Il découvre que FAU se rapporte à un certain Fauville. Puis Don Luis retouve son ancien collègue Mazeroux. Cacérès, l’attaché péruvien, le suit et veut le faire chanter (c’est en effet lui qui lui a procuré les faux papiers attestant bien de sa nationalité péruvienne) ; Don Luis le paie, et le met en garde, au cas où l’idée lui viendrait de le refaire chanter. Ensuite, lui et Mazeroux se rendent au domicile d’Hypolite Fauville et y rencontrent sa femme Marie-Anne, dont ils observent le comportement étrange. Don Luis et Mazeroux passent la nuit dans la maison afin de protéger les deux Fauville, le père et le fils. Mais au réveil, ils sont morts. Et ils portent les mêmes traces sombres sur le visage que Vérot. Quand la police arrive, ils soupçonnent d’abord Don Luis. Tout l’accuse, un message anonyme qui prévient la police qu’une turquoise lui appartenant se trouve dans le coffre-fort de Fauville. Et après vérification, elle s’y trouve bien. Mais les soupçons se portent ensuite sur Marie-Anne Fauville, laquelle était absente cette nuit-là, quand on découvre qu’elle était la cousine de son mari, qu’elle avait donc un intérêt à son assassinat (en raison de l’héritage) et que le fils Fauville était en fait son beau-fils. Enfin, on retrouve une pomme dans le jardin avec une marque de dents qui correspondra à la sienne. Elle est arrêtée.

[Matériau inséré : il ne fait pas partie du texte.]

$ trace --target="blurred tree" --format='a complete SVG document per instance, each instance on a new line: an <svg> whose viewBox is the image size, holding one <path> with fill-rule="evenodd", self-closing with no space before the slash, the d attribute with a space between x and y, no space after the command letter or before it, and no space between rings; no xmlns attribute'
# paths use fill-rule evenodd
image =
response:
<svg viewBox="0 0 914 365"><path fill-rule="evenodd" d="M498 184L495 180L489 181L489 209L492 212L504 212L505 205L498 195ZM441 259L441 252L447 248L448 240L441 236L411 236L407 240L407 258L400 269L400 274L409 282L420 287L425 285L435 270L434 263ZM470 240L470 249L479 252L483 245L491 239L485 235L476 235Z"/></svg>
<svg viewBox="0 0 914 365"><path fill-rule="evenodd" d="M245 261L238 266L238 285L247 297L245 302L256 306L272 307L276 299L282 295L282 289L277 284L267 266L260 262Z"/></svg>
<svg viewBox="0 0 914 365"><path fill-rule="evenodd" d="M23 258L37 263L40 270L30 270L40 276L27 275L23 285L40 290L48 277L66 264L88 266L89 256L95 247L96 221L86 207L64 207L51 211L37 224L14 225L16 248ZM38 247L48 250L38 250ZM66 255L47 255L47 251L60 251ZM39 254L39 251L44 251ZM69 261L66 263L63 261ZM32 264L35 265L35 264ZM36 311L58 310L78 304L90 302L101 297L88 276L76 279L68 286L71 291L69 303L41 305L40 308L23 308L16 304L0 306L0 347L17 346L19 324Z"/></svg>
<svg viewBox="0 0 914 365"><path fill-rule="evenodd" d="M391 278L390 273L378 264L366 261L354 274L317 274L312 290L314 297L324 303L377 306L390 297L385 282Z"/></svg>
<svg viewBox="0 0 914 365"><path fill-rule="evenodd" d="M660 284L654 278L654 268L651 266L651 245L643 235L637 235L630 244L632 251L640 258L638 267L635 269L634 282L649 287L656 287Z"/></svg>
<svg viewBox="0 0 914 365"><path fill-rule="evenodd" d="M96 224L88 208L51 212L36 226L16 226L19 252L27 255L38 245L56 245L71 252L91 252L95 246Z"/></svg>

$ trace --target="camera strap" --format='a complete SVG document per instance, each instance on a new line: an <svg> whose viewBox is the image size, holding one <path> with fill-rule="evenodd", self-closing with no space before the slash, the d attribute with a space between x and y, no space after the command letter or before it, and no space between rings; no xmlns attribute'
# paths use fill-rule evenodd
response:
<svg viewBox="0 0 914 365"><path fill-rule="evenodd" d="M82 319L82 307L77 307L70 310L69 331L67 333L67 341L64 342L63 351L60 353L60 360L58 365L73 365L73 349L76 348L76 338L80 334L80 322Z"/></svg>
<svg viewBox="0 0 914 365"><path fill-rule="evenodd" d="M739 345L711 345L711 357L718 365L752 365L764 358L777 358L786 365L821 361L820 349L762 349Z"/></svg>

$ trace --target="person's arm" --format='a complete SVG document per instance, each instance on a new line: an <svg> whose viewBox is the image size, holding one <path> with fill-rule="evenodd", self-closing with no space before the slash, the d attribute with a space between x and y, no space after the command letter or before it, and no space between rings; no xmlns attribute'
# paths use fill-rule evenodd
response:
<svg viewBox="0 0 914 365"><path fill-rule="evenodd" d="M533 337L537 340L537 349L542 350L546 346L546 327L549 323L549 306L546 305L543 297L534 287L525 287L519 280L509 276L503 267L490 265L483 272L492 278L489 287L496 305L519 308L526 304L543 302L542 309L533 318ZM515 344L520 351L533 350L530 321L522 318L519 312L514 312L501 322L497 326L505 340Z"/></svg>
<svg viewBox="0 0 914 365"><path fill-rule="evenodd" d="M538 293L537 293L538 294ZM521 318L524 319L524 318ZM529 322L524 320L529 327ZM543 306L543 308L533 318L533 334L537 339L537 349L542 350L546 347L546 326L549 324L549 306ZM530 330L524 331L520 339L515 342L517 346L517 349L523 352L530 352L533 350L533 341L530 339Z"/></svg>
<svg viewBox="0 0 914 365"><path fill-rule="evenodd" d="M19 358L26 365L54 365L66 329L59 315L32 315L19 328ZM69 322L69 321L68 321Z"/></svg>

Don Luis prend un hôtel particulier, il a son service une certaine Florence Levasseur. Mais les problèmes continuent. Il manque être écrasé par un rideau de fer, et se retrouve prisonnier. Pendant ce temps, la police va pour arrêter un individu suspect dont Don Luis a deviné qu’il réside Boulevard Richard-Wallace. L’homme appréhendé chez lui, un scientifique, s’appelle Gaston Sauverand. Il proteste de son innocence, et conduit les policiers dans un piège puis s’échappe. Don Luis arrive enfin à la rescousse, mais ne parvient pas à le rattraper. Peu de temps après, Sauverand réapparaît sur une bicyclette et tire sur Don Luis. Puis on découvre un morceau de la canne d’ébène de Sauverand dans le canapé de Don Luis, ce qui l’incrimine de nouveau. Don Luis trouve dans un volume de Shakespeare une lettre prévenant de l’explosion prochaine de la maison des Fauville. De plus, ces lettres apparaissent comme par miracle dans la maison, comme sorties de nulle part. Le contenu des lettres est incroyable : Fauville y accuse sa femme alors qu’il est déjà mort. Suite à l’analyse des trois lettres mystérieuses, on parvient à identifier une adresse, celle d’un certain Langernault, à Formigny. Don Luis et Mazeroux s’y rendent, et y découvrent les squelettes pendus d’un couple de paysans. C’est alors que dans la même grange, Don Luis découvre Gaston Sauverand et Florence Levasseur qui essaient de le tuer. Puis de retour à Paris, Don Luis les retrouve à nouveau. Sauverand lui explique tout. Sauverand aime Marie-Anne Sauville, et tous ses agissements n’avaient pour but que de la sauver, et s’il s’en est pris à Don Luis, c’est qu’il l’avait d’abord cru un ennemi. Sauverand lui demande maintenant de l’aide. Mais ça se passe mal. Sauverand est arrêté, Marie-Anne se suicide, Florence est en fuite, et Don Luis, dont la police connaît l’identité, est traqué par vingt agents de police devant son hôtel.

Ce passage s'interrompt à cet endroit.